At the end of the day, I’m left to ponder the question at what point do I expect something more? I’ve always had fun playing these games in the New Super Mario Bros. franchise but I don’t get the sense that Nintendo takes them entirely serious. It’s been six years and three titles, but at no point have any of these games approached the heights of Super Mario Bros. 3 or Super Mario World. And it’s not that I expect them to, as those are two of the greatest games ever made, but it’s just I don’t feel like Nintendo is even trying to top them. I bought NSMB2 last Sunday and have since invested 12 hours into it and have accomplished everything. I beat every level and acquired every star coin.
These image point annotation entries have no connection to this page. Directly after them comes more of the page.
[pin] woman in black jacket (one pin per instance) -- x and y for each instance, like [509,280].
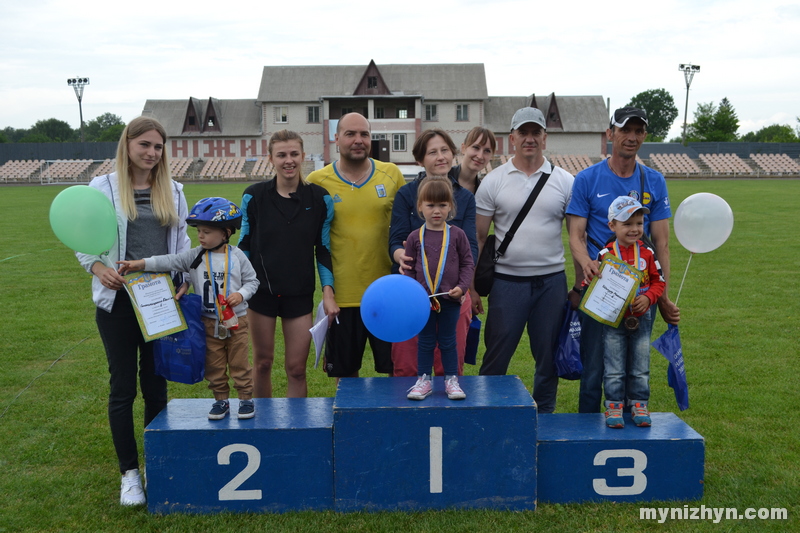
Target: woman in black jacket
[285,226]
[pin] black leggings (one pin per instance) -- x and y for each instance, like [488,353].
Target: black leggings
[127,352]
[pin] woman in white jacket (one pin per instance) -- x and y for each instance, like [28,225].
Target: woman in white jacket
[151,213]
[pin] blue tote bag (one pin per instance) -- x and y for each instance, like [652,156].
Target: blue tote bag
[568,352]
[181,357]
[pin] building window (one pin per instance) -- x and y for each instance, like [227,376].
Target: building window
[431,113]
[399,142]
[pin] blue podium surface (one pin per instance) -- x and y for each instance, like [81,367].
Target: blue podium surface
[392,453]
[280,460]
[580,459]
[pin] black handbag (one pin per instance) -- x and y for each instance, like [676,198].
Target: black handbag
[484,270]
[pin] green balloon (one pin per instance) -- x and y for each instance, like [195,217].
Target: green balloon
[84,219]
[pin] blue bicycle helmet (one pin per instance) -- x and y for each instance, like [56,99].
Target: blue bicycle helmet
[217,212]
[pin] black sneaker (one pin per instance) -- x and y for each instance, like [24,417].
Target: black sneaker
[246,409]
[219,410]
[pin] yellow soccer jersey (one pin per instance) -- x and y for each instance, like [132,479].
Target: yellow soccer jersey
[360,228]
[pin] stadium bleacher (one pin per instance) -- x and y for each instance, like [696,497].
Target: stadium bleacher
[572,163]
[258,168]
[674,164]
[775,163]
[726,164]
[66,170]
[20,170]
[223,168]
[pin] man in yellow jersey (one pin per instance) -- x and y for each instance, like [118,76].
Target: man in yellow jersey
[363,192]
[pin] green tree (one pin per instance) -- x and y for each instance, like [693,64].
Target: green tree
[661,112]
[775,133]
[54,129]
[95,128]
[714,124]
[14,135]
[35,138]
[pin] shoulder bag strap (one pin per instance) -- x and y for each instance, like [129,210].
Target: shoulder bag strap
[522,214]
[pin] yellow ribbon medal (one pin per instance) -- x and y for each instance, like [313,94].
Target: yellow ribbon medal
[435,305]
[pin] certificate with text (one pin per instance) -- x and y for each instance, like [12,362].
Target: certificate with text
[153,299]
[610,293]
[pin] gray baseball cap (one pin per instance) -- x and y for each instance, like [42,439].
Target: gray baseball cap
[622,115]
[525,115]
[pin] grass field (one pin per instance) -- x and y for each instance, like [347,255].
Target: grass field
[740,329]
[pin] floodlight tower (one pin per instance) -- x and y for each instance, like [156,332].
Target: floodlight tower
[78,84]
[689,71]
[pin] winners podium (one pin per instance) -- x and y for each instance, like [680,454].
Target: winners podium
[370,448]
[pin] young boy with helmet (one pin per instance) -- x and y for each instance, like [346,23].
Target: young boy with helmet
[225,279]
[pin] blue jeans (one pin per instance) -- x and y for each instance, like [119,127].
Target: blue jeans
[592,348]
[627,361]
[441,329]
[539,303]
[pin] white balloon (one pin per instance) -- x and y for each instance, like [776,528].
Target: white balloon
[703,222]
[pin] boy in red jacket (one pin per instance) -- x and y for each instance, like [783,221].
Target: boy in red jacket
[627,347]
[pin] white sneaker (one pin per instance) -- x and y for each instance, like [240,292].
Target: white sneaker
[453,389]
[131,492]
[421,389]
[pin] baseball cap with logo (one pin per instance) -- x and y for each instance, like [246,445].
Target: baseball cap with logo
[624,114]
[623,207]
[525,115]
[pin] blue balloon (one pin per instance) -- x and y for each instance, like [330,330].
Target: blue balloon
[395,308]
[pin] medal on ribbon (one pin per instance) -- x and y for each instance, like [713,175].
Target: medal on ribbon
[435,305]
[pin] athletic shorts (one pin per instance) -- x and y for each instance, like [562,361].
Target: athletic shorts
[347,339]
[273,306]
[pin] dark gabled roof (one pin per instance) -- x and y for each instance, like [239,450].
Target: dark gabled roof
[465,81]
[236,118]
[577,114]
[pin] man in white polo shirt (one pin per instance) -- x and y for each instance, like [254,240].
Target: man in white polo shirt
[530,284]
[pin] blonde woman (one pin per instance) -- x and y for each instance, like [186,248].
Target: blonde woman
[151,213]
I could just play it over and over until I get a million coins, but I think I’ll hate the game if I play it that much. There’s supposedly going to be some downloadable content in the future, but I don’t know how I feel about that. I feel Nintendo already short-changed us on the levels in the game, so paying for more doesn’t sit well with me. I’ll reserve judgement though for a later date. Ultimately, anyone who buys this game knows what they’re buying. This franchise is if anything consistent and it will entertain you, just don’t expect it to do so for very long or to offer much challenge.